The CBA-RG algorithm effectively searches for all the CARs in a dataset based on the Apriori algorithm [16], assuming the downward closure property that for any X, X is frequent if and only if any subset x of X is frequent. Instead of CBA-RG, the Coenen’s CBA program is implemented with the
Apriori-TFP algorithm [17] and [18], a variant of the Apriori algorithms that utilizes a tree-structured data representations for a higher performance. The operation of the latter part, CBA-CB, is described as follows in [6]. “Given two rules, ri and rj. ri GDC0068 ≻ rj (also called ri precedes rj or ri has a higher precedence than rj) if 1. the confidence of ri is greater than that of rj, or Let R be the set of generated rules and D the training data”. CBA-CB is “to choose a set of high precedence rules in R to cover D”. A generated classifier is of the form,
class label, the first rule that satisfies Natural Product Library supplier the sample will classify it. If there is no rule that applies to the sample, it takes on the default class, default_class. Below is a simple example of classifiers.

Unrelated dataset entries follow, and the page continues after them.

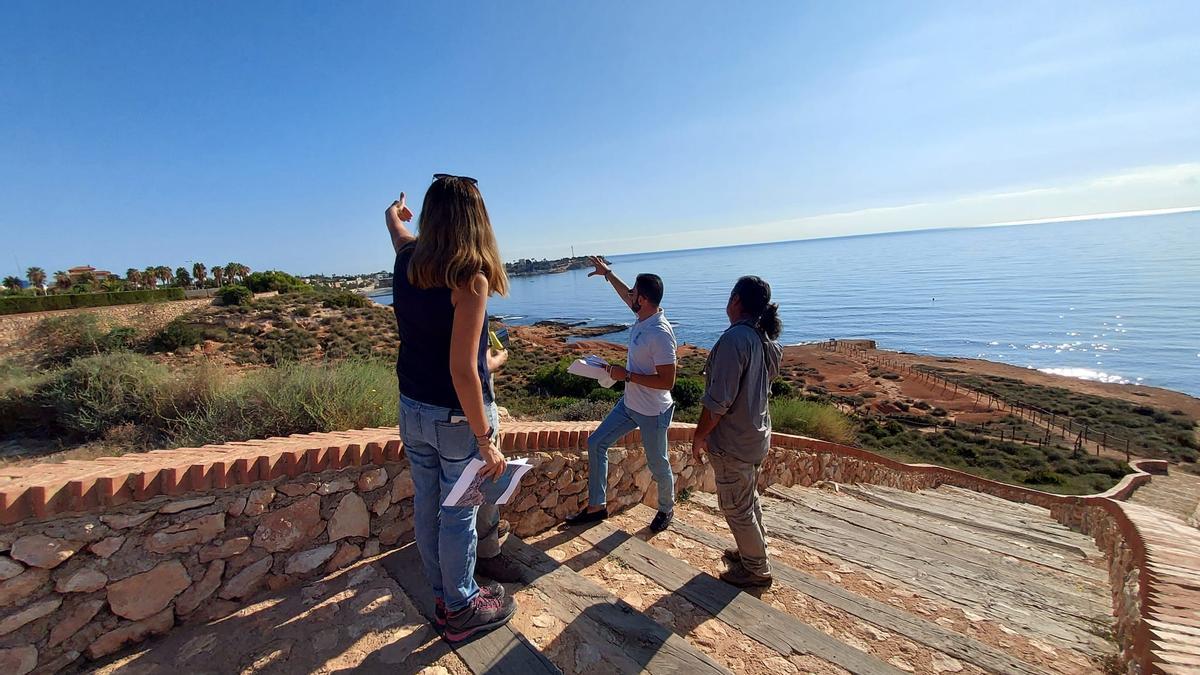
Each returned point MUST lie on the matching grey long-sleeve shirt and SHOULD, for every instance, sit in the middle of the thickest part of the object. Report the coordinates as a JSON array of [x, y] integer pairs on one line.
[[738, 376]]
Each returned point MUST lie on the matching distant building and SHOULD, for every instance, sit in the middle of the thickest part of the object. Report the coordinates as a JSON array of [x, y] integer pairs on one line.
[[97, 274]]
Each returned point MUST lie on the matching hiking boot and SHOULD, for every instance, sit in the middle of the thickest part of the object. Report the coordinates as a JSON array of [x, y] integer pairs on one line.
[[586, 517], [661, 521], [439, 605], [498, 568], [481, 615], [738, 575]]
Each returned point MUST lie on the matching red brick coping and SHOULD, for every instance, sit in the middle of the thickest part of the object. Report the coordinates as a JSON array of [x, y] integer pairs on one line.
[[1161, 634]]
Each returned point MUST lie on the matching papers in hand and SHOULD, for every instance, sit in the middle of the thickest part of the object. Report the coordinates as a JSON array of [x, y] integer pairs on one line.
[[473, 489], [592, 366]]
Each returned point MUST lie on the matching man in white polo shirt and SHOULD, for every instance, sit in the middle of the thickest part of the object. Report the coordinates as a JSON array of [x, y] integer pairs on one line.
[[648, 375]]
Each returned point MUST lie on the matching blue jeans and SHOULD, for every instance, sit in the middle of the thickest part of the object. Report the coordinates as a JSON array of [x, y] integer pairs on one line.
[[654, 438], [438, 452]]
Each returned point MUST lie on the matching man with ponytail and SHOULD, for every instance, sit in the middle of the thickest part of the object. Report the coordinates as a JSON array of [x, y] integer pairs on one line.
[[735, 423]]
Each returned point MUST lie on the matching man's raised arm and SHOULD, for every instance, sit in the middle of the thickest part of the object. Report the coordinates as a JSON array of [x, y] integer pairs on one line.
[[603, 269]]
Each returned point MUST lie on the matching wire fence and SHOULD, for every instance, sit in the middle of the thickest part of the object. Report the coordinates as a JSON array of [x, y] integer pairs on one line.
[[1075, 431]]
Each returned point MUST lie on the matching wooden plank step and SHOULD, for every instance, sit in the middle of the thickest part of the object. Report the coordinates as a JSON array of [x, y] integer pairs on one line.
[[625, 638], [973, 523], [1013, 605], [501, 651], [981, 549], [1036, 521], [959, 560], [755, 619], [883, 615]]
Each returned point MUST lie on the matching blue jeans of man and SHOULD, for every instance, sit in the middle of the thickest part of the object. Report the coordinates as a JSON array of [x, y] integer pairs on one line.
[[654, 438], [438, 452]]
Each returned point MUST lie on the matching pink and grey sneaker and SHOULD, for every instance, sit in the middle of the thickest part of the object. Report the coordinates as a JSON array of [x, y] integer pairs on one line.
[[491, 590], [481, 615]]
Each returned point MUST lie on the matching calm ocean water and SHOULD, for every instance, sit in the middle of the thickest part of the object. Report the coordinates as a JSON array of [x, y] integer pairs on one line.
[[1116, 300]]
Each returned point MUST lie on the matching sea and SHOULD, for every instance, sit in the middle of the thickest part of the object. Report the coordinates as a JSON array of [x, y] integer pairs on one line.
[[1113, 300]]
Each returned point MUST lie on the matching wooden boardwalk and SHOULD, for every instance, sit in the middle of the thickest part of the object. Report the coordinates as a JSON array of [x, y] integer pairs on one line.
[[868, 580]]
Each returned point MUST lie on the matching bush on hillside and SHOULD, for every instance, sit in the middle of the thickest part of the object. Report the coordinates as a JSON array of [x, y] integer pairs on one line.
[[553, 381], [177, 335], [346, 299], [235, 294], [100, 392], [688, 392], [82, 297], [810, 418], [271, 280], [781, 388]]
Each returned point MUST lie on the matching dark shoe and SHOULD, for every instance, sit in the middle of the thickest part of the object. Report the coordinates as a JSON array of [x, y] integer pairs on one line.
[[661, 521], [481, 615], [738, 575], [439, 605], [498, 568], [585, 517]]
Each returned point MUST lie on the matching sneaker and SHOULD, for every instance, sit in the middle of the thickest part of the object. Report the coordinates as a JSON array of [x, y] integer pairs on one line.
[[439, 605], [481, 615], [661, 521], [586, 515], [738, 575], [498, 568]]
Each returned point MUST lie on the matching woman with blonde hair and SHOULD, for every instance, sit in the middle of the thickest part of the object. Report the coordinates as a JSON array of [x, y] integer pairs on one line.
[[441, 285]]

Example: (Gene_01, Inc), (Gene_02, Dec)→(RLW, Inc)(Gene_01, Inc), (Gene_02, Dec)→(RLW, Inc) (Gene_01, Inc), (Gene_03, Inc)→(RLW, Inc)(Gene_01, Inc), (Gene_03, Inc)→(RLW, Inc) (NULL)→(RLW, NI)(NULL)→(RLW, NI) In this example. each line corresponds to a rule included in the classifier. The rule with the (NULL) antecedent means the default rule of this classifier. When a sample, (Gene_01, Inc), (Gene_03, Inc) with an unknown class label
(it is unknown whether RLW is Inc or NI), is classified, the classifier answers (RLW, Inc), as the second rule first satisfies the sample. In another case, where a sample, (Gene_01, Inc), (Gene_02, Inc), is classified, the classifier answers (RLW, NI), as none of the rules except the default rule satisfies the sample and thus the default rule is applied. Prior to the CBA analysis, we have preprocessed gene expression data in the liver (4D) and liver weight data (15D) of rats after repetitive doses for 149 compounds from the TG-GATEs database. Acyl CoA dehydrogenase First, gene expressions were corrected and normalized by the MAS 5.0 algorithm [19] to reduce inter-array variances [20]. Liver weights were transformed into relative liver weight, a ratio of liver weight divided by body weight to avoid large variations in body weight skewing organ weight interpretation [15]. Secondly, values were averaged over individual animals included in each group. Then, for each compound-treated group, a fold change was calculated as a ratio of an average value of a treatment group divided by an average value of its corresponding control group, to reduce inter-study variances [21].